The link list begins at the next page (4K) boundary from the end of the string nest. It is an array of int_link_t structs, with string pointers changed into file offsets.

Immediately following the link list is an array of precomputed log values (used for p-value computation in the processor), from 0 to the gene count (inclusive), of type float_type (defined in processor.h, usually double).

OBO Blob

Header:

• str_link_size [int] the length, in bytes, of the first section of the file, comprising the header (two int fields), the string nest and the link array. As in the GAF blob, each string is padded up to a multiple of size_t, the nest as a whole is rounded up to page size.
• term_count [int]: the number of terms in the ontology.

Following the header is the string nest, containing all term-related strings (id and name), laid out the same as in the GAF blob.

Following the string nest and beginning on a page boundary from the beginning of the file is a topology description of the ontology graph.
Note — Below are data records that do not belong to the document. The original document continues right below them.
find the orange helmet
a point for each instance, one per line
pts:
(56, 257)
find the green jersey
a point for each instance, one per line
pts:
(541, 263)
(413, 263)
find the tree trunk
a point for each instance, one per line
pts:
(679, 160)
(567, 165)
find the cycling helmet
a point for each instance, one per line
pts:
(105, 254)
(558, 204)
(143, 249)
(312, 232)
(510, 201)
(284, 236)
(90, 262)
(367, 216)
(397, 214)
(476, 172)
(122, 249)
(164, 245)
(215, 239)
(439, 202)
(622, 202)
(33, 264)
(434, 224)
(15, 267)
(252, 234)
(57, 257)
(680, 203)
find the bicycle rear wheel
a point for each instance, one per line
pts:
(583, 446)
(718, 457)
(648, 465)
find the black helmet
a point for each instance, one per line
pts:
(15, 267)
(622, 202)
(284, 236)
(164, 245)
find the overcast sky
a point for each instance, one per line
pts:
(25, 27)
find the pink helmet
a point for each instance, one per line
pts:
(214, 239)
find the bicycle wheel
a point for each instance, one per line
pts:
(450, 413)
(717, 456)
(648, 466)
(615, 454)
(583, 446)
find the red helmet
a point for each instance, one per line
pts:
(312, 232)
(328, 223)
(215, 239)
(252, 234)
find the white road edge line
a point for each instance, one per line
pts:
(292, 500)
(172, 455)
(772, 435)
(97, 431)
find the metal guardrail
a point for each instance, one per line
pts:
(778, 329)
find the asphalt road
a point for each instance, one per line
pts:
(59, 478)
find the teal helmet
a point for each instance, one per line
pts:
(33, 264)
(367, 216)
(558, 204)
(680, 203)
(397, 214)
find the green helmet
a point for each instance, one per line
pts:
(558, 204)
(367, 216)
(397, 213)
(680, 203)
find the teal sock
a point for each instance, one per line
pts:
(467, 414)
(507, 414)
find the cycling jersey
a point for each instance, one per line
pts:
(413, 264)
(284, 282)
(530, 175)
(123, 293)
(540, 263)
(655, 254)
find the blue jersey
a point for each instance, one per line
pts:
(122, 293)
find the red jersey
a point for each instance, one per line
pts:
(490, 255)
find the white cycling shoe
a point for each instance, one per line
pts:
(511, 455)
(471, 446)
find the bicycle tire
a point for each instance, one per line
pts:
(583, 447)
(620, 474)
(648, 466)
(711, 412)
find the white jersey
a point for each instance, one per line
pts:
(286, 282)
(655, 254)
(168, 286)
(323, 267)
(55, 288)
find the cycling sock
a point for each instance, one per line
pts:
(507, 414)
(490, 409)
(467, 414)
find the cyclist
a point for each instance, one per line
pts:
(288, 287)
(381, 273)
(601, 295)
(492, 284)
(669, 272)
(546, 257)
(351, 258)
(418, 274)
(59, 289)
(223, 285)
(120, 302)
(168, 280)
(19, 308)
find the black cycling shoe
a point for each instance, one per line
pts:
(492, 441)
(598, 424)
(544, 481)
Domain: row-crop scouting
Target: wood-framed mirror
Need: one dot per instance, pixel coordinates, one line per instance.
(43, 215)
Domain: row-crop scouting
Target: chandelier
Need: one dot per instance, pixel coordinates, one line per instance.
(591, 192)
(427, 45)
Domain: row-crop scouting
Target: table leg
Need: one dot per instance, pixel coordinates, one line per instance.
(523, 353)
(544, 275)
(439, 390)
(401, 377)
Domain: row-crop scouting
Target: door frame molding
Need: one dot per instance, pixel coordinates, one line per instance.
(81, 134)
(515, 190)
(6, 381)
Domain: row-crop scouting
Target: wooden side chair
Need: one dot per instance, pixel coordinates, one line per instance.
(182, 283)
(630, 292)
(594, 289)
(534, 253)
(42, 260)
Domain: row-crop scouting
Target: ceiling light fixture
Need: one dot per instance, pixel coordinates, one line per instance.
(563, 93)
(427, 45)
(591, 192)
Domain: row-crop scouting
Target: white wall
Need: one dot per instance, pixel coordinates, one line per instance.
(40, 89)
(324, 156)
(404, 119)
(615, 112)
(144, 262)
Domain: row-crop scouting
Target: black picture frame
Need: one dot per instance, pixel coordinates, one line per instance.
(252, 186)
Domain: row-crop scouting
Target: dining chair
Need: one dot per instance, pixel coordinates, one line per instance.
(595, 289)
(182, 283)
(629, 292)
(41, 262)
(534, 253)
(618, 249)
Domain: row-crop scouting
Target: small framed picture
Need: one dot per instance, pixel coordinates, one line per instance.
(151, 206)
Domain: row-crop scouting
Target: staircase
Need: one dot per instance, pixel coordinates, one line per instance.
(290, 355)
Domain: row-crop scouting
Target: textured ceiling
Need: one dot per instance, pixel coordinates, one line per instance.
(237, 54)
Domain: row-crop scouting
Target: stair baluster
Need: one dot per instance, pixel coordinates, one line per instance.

For each term, there are two arrays: the list of parent terms and the list of descendant terms. The arrays have no sizing information, as that is provided in the term structures that follow. Each term association is a ptrdiff_t pointing to the offset, from the beginning of the file, to the int_term_t structure of the term being associated to the current one by the edge.

Following the link list, beginning on a page boundary, is the array of term structures (int_term_t). The structures have some scratch space that has nothing to do with the ontology, but is there to provide quickly-accessible work memory for the processor (which does no extra allocations for the terms, other than for the output buffer).

Following this is a buffer segment. This could be allocated by the processor, but it is quicker to "precompute" it and just map it into memory. There is a buffer for each term, containing enough space for 200 bytes (enough for the static parts of the term's JSON representation) and the id and name strings.